Hayden came over last night to play Clue with my daughter. However, she was taking longer than anticipated to finish a book report so they didn’t get to play Clue, after all. Instead, Hayden and I sipped chardonnay he’d brought over, talked, hugged, and kissed. He was uncharacteristically frisky… putting his hands down my pants and touching my breasts.
We retreated to the bedroom at one point only to be disturbed by my daughter knocking on the door. Repeatedly. This wasn’t going to work, after all.
I told Hayden we’d have to resume once she was in bed.
I unlocked the computer for my daughter and got her started on her report once again.

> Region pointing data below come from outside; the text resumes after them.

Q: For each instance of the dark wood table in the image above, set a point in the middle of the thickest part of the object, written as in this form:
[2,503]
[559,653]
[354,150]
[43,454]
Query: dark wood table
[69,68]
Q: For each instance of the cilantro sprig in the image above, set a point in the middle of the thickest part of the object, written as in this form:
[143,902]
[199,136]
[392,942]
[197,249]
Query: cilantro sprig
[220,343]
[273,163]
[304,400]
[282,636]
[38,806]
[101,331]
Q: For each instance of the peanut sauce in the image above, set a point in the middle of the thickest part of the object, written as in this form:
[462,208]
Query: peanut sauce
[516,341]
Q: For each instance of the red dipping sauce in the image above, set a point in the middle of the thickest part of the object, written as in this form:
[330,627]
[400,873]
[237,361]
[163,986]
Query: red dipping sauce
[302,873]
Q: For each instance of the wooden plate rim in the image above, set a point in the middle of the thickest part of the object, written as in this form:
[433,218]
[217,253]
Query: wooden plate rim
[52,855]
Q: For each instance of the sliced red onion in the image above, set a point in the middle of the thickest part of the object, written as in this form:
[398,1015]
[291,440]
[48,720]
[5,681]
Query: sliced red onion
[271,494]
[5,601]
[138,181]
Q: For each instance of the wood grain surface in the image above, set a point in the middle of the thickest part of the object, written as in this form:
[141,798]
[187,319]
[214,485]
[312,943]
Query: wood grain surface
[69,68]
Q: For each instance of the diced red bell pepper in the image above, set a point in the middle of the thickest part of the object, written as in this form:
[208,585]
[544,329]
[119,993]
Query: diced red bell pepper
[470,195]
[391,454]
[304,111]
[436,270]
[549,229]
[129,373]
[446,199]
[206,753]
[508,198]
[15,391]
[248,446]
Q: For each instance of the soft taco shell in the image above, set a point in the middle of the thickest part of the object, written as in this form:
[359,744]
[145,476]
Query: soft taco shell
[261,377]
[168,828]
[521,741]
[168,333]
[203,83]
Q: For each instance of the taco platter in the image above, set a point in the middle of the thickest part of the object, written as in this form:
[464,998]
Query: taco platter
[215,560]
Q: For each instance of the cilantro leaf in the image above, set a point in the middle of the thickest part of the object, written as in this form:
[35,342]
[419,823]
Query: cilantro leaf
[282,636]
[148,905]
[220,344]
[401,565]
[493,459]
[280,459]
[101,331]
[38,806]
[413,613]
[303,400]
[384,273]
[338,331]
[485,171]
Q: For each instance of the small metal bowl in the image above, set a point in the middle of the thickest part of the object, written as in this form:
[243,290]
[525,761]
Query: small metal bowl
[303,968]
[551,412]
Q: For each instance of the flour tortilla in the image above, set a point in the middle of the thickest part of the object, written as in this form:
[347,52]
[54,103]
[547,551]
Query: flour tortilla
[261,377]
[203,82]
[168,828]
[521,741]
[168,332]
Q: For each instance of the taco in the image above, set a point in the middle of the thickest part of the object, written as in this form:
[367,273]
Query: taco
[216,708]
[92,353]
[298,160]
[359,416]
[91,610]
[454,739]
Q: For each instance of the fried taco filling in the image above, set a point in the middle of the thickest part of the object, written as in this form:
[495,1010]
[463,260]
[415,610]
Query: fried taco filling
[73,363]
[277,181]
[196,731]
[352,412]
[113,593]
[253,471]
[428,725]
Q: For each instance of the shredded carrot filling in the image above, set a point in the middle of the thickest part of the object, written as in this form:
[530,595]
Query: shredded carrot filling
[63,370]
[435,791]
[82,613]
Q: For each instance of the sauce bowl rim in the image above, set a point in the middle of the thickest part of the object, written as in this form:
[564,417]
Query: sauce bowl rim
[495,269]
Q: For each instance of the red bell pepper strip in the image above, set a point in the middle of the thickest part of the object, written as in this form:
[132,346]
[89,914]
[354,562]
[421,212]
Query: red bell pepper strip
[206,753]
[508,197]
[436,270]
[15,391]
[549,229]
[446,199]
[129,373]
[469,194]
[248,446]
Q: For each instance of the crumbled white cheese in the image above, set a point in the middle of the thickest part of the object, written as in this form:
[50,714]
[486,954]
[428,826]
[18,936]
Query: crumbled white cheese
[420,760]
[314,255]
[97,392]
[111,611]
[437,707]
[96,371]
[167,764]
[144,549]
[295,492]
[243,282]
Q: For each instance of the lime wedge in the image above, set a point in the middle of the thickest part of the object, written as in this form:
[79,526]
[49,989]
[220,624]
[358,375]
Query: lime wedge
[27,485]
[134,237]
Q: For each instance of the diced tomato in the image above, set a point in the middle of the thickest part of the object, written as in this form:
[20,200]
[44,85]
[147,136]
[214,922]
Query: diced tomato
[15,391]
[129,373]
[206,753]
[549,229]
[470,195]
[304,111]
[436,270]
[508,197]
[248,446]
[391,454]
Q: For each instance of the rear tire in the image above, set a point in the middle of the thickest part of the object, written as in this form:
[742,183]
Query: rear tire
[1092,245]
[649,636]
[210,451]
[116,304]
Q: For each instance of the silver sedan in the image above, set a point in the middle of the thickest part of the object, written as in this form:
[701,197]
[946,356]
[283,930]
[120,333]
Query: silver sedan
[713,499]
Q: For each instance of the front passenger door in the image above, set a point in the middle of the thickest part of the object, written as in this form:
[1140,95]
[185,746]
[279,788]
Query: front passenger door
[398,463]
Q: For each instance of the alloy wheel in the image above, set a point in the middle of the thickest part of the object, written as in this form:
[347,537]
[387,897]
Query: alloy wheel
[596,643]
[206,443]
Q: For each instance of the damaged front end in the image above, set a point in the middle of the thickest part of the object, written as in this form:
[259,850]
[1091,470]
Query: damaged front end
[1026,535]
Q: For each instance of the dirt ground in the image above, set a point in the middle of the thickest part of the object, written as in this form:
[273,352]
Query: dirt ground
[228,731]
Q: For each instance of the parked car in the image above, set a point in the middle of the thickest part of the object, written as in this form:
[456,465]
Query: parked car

Hayden emerged from my bedroom completely dressed and announced that he was going to go home, he was suddenly really tired. That was a surprise.
As he was putting something in his bag, I noticed a pack of cigarettes inside. What?! I told him, “I didn’t know you smoked.” I’d never smelled or tasted it on him. He said he hides the smell and taste on purpose. He said he doesn’t normally smoke but that he goes through short stints of 2-3 months where he smokes to help calm him down and ease his anxiety. He said he’s been smoking for the past 2 months. Hmm, probably right around the time we broke up….
I asked how much and how often. He said 3 cigarettes at night to help him fall asleep.
I thanked him for coming over, that it was great seeing him, and that I was sorry he didn’t get to play Clue. He remarked with a smile, “Oh, yeah, it had nothing to do with wanting to see you….”
Then he got emotional and said, “I’m not good at talking about my emotions.” I questioned him about this statement but he wouldn’t really explain, and went on to say things like, “I really like spending time with you and your kids” and “I adore you”.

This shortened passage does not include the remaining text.